Driving across the countryside, you see fewer and fewer of the old buildings, of the old farmsteads. Places where even I remember a home, a barn, and a half a dozen old outbuildings are now no more then a gravely spot in a field, buildings burned or buried and the yard and drives plowed up.
It is sad to see them go. They are an accumulation of lifetimes. They were places were people ate and slept, where birthday’s, Christmases, Easters, and Thanksgivings were celebrated, where funerals and sickness were mourned. These were the places that marked the passage of time of the pioneers. Many of them were built with the fresh hope and optimism of a new land, dense woods and open fields covered in prairie grass that just seemed to be waiting for the axe and the plow.
The true American dream was to have an agrarian population. Jefferson’s dream, and the dream of succeeding generations, was to have a race of yeoman farmers, tilling the land, governing their lives with good, honest, hard work and educating their children to do the same. Every eighty acres would have a family, living off the land and feeding the world with the plenty.

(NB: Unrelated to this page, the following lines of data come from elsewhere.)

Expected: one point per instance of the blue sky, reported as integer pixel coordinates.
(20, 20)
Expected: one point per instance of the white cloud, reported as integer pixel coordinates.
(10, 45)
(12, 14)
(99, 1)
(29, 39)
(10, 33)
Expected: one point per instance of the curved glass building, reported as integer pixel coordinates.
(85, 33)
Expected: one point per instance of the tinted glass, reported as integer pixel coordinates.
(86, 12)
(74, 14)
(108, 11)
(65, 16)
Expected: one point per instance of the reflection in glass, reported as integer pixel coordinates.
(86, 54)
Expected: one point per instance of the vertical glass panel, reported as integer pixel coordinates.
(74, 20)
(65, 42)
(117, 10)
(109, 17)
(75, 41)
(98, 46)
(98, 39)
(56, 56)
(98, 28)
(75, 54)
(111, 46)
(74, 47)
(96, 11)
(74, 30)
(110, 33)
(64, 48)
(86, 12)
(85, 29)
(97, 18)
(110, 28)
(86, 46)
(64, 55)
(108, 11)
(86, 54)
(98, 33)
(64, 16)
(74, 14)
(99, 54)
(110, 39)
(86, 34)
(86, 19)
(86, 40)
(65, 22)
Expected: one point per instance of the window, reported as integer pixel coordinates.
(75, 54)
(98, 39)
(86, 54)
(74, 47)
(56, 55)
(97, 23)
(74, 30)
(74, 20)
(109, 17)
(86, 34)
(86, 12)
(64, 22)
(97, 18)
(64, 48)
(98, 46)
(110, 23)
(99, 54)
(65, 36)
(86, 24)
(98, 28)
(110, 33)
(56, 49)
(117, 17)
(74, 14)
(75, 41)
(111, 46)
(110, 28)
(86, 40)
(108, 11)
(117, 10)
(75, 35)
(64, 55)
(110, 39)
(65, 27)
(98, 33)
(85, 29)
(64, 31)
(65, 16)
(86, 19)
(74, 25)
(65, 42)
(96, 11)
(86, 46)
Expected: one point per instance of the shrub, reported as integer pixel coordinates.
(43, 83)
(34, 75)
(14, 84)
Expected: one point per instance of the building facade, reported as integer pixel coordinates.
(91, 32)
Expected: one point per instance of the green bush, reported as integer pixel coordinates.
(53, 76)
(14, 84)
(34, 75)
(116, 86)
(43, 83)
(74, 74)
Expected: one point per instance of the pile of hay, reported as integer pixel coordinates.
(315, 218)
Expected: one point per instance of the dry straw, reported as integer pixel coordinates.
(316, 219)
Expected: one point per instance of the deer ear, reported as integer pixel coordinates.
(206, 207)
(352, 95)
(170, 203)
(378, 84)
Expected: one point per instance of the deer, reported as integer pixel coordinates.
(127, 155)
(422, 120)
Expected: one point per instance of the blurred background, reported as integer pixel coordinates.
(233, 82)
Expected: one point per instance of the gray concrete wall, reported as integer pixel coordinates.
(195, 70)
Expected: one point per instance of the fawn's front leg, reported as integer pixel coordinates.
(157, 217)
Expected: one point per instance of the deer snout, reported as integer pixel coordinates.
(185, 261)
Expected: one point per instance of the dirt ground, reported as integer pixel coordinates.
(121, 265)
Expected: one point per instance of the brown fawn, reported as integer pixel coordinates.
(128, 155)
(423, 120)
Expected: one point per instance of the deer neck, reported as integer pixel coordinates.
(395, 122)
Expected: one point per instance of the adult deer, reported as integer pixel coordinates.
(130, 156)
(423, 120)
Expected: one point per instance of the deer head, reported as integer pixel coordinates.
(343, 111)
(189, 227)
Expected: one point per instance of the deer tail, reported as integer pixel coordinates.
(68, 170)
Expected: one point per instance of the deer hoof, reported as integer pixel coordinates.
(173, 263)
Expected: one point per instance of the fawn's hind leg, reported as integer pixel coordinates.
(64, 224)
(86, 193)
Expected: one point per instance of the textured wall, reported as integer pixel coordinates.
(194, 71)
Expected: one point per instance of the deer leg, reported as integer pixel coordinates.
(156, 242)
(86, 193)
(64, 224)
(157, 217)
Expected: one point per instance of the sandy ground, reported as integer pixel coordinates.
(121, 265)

But the harsh reality set in. The land was fertile, but was a demanding servant. The trees would fall to the axe, but not without back breaking labor to clear the stumps. The weather might cooperate one year, and kill the shoots of the wheat the next with a late frost, or a dry spell may form disaster out of the hope with crops and livestock dying under the unrelenting sun and dryness. The laws of economics also interceded. Economies of scale meant that larger farmers could purchase better equipment, seed, and fertilizer with higher profits. Gradually, what was a beautiful dream gave way to the fact that it just didn’t work.

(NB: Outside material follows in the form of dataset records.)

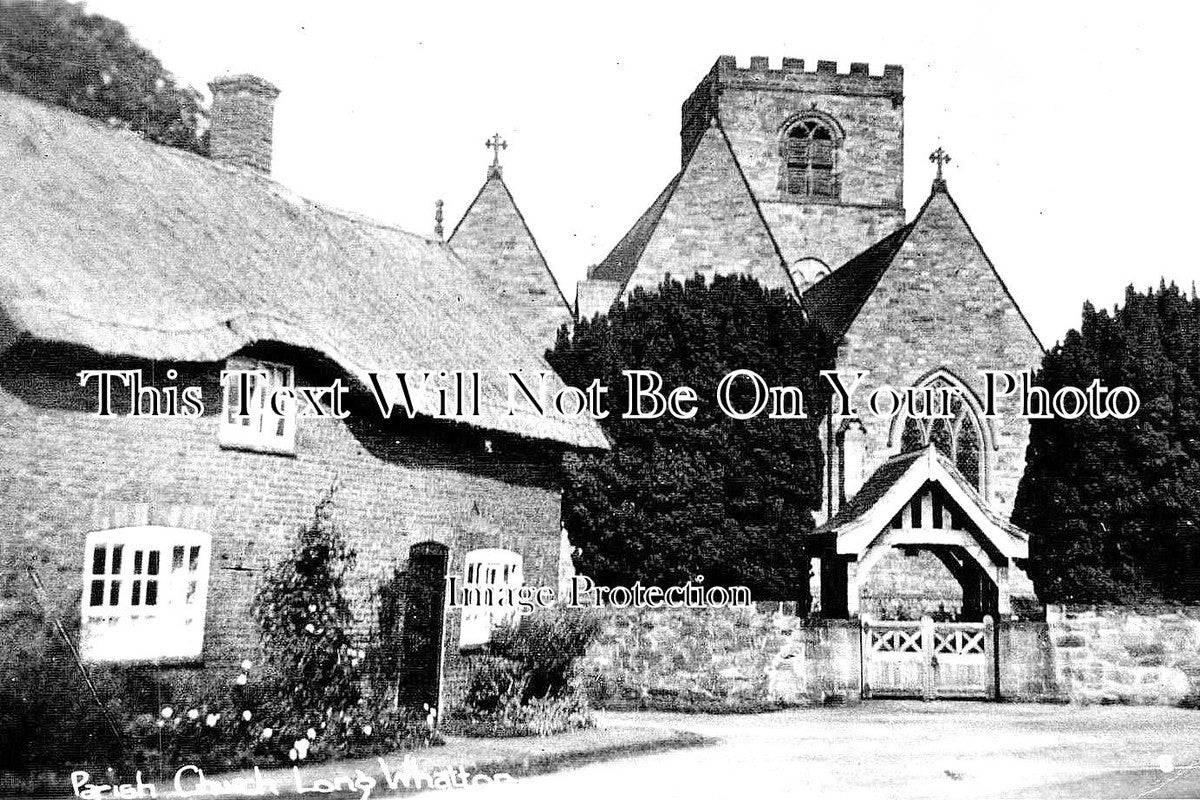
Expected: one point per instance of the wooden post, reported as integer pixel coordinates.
(930, 657)
(864, 654)
(990, 660)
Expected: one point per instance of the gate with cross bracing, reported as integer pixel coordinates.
(929, 660)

Every eighty that had a farm and a farmstead, was reduced to every one hundred and sixty acres…then three hundred and twenty…then six hundred and forty…and now bigger still.
The type of farming changed too. The old brooder house was no longer necessary with chicken in the store for sixty cents a pound and eggs a dollar a dozen. The hog shed gave way to confinement operations. The old hip roof barns for the horses and dairy gave way to the machine shed and the grocery store. The corn crib surrendered to the grain bin. The smoke house to the locker plant, and the pole barn for the beef cattle gave way to the massive feedlots of Texas and Nebraska.
In the wake of the agricultural revolution, is a hodge-podge of decrepit buildings and farmsteads, slowly going the ways of the woods and prairie, succumbing to the same plow that had formed them in the beginning.
It is sad in a way, to loose that history, to loose that echo in time. But at the same time, it is also progress. Our nation grows richer, our population better fed. Progress and invention continue to march ahead, leaving the empty shells of the farms that once relied upon those very things to be born and thrive.